Ruminten kembali panik, tetapi dia senang. Arlanta selalu bisa membuatnya tersipu malu, segala perhatiannya membuatnya merasa dia berharga dan pantas dicintai. Entahlah, mungkin perasaannya saja.

Tidak ada perlawanan dari Ruminten, tidak ada juga bacotan dari Arlanta. Mereka fokus menyuapi dan menerima suapan dengan baik dan tenang. Tidak lupa Arlanta mengambil tisu untuk mengelap sisa bubur di ujung bibir Ruminten. Setiap tindakan yang membuat wajahnya kembali memerah dan membuat badannya semakin kaku, pelakunya sudah pasti Arlanta.
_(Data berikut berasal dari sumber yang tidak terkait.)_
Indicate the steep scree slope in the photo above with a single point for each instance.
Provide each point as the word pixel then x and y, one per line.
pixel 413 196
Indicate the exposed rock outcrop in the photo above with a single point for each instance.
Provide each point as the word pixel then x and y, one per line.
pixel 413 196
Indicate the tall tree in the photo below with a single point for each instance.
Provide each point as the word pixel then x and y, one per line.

"Lo mikir apa, sih? Tegang amat."

"Kalau gue bilang lagi mikirin lo, respon lo apa?" tanya balik Ruminten. Entah keberanian dari mana hingga dia mengucapkan hal itu.

"Serius? Ya bagus, dong."

"Bagus? Lo nggak risih sama pertanyaan gue?"

"Nggak tuh. Emang kenapa gue harus risih?" tanya balik Arlanta. Cowok itu nyaman berada bersama Ruminten. Dia nyaman mengurusi cewek ceroboh itu. Tidak ada yang salah juga karena dia tidak berhak mengatur apa yang dipikirkan orang lain, dia bukan Tuhan.

"Yah, gue kira lo risih. Oh iya, lo mau bantuin gue kurus, nggak?"

"Hah? Lo kesambet apaan?"

"Gue serius, nyet. Bantuin gue, dong," pinta Ruminten lagi.

"Tunggu deh, jangan bilang lo pingsan kayak gini karena lo nggak makan?"

Sekarang gantian Ruminten yang menatap heran ke arah Arlanta, cowok itu seperti cenayang saja.

"Kalau iya, emang kenapa?"

"Bego lo. Nggak gini caranya. Oke gue bantuin, awas lo sampe nggak makan lagi. Nggak gue rawat lagi kalo sakit."

Cewek itu tertawa keras, "Emang gue ada minta lo rawat gue?"

"Oh gitu cara mainnya. Awas lo rengek-rengek ke gue."

Ruminten kembali tertawa, tingkah cowok itu memang unik. Bersamanya dia menikmati setiap detik dalam hidupnya.